Мы уже сказали, что был он старый служака, привыкший встречать мужественно непредвиденные удары судьбы. Другой на его месте тотчас-же распорядидся бы отправить письмо к своей жене с плачевным известием о приключившемся несчастьи, но мистер Кроли не думал торопиться этой мерой.

"Зачем тревожить ее в эту же ночь? рассуждал нежный супруг. Она и не узнает, дома я, или нет. Написать успею завтра, когда она выспится, да и я вздремну немножко. Сто-семьдесят фунтов, не велика беда; расквитаемся."

И затем, подумав о малютке Родоне (который никак не должен был знать этого неприятного приключения с отцом), полковник лег на постель, где почивал недавно кептен Фемиш, и уснул довольно спокойно. Было десять часов, когда он проснулся. Рыжеватый юноша принес ему серебряный бритвенный прибор отличной доброты. Дом мистера Мосса был довольно грязен, но блистателен и роскошен в тоже время. На буфете стояли грязные подносы, и початые бутылки с вином; вызолоченные грязные карнизы обрамляли комнаты во всех этажах, и грязные желтые шелковые занавесы картинно рисовались над окнами, выходившими на Курситор-Стрит. На стенах всюду виднелись грязные вызолоченные рамки, и в них картины известнейших живописцев, переходившие тысячу раз из рук в руки, пока, наконец, не суждено им было украсить собою жилище одного из главных помощников лондонского шерифа. Полковнику принесли завтрак на грязном и великолепном серебряном подносе. Мисс Мосс, черноглазая девица в папильйотках, явилась с чайником, и улыбаясь спросила, как полковник провел ночь.

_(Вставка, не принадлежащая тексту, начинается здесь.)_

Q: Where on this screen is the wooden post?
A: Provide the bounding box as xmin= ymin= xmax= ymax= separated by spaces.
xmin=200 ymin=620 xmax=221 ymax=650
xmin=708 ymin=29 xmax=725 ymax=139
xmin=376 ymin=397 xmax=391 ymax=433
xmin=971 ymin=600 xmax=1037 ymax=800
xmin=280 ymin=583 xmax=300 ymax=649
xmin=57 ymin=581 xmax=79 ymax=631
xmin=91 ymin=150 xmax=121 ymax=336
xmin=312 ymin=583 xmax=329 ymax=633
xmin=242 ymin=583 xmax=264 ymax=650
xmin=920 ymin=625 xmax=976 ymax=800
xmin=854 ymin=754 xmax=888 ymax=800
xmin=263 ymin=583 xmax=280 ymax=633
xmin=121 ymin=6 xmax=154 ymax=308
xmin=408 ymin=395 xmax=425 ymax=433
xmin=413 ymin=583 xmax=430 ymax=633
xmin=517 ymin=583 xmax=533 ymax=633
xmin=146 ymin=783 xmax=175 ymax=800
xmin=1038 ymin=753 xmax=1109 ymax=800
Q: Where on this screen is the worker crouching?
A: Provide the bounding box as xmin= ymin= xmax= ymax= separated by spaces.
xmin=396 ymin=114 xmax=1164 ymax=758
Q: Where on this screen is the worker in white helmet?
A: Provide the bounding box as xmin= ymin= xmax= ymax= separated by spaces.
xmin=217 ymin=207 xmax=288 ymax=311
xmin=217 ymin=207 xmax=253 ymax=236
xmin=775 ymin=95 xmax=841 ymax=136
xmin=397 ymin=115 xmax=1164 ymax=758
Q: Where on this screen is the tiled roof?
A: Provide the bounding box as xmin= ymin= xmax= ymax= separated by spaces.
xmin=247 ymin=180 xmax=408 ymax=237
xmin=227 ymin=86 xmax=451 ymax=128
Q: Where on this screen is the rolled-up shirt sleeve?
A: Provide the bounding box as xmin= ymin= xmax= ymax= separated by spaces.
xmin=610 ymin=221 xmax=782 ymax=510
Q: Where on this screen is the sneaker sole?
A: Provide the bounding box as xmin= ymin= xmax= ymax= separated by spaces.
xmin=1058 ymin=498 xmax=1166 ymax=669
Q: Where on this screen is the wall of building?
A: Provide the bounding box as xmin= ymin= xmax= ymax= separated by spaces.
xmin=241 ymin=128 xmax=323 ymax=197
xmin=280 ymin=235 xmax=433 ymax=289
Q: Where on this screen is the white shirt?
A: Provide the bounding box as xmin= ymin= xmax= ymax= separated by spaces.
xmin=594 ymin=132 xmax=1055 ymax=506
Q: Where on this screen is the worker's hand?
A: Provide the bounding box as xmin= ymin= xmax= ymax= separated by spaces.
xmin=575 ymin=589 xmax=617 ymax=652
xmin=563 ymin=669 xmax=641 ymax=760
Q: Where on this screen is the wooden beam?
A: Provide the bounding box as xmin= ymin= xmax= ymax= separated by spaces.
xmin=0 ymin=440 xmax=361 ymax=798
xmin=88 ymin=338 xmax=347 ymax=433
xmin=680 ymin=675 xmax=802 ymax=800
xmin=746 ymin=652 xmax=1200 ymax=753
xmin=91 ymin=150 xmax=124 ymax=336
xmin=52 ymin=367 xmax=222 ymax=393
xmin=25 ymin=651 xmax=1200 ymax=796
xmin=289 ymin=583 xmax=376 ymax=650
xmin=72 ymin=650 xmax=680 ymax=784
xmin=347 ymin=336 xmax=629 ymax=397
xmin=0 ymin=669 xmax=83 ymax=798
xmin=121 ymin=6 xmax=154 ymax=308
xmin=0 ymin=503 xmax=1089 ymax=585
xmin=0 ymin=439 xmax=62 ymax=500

Она также принесла ему Morning Post, где, на этот раз, был весьма подробно описан вчерашний бал у лорда Стейна с исчислением особ, удостоивших своим присутствием шарадный спектакль. Мистрисс Родон Кроли была изображена в самом великолепном свете, как олицетворенное совершенство во всех видах и родах.

Подав завтрак новому гостю, мисс Мосс присела на противоположном конце стола, живописно выставив напоказ свою ножку, обутую в грязный шелковый чулок и атласный башмачок, который был когда-то белаго цвета. После некоторых любезностей с этой леди, полковник потребовал себе бумаги, пера, чернил, и мисс Мосс немедленно исполнила его желание, снабдив его в избытке писчим материалом. Много в своей жизни эта черноокая девица передавала листов бумаги своим гостям, и много бедняков чертили отсюда на скорую руку послания к своим родственникам и знакомым, которые должны были их выручить из этой западни. В ожидании ответа они обыкновенно расхаживали по комнате взад и вперед. Послания этого рода, невверяемые городской почте, отправляются всегда с рассыльными. Кому не приходилось получать этих интересных записочек с предварительным докладом, что человек внизу дожидается ответа?

Вот что писал Родон Кроли:

"Любезнейшая Бекки!

"Надеюсь, ты севодни почивала хорошо, а обо мне ни беспокойся, ежели не принесу тебе шикаладу. Вчерась вечером когда я возвращался домой и курил цыгару случилась неприятность. Подцепил меня Мосс из Курситор-Стрита, и я в гостях у нево в той раззолоченой и демонски роскошьной комнате, где ты была у меня за два года перед этим. Мисс Мосс принесла мне чаю, она растолстела, и как водится, чулки у нее сползли до пяток.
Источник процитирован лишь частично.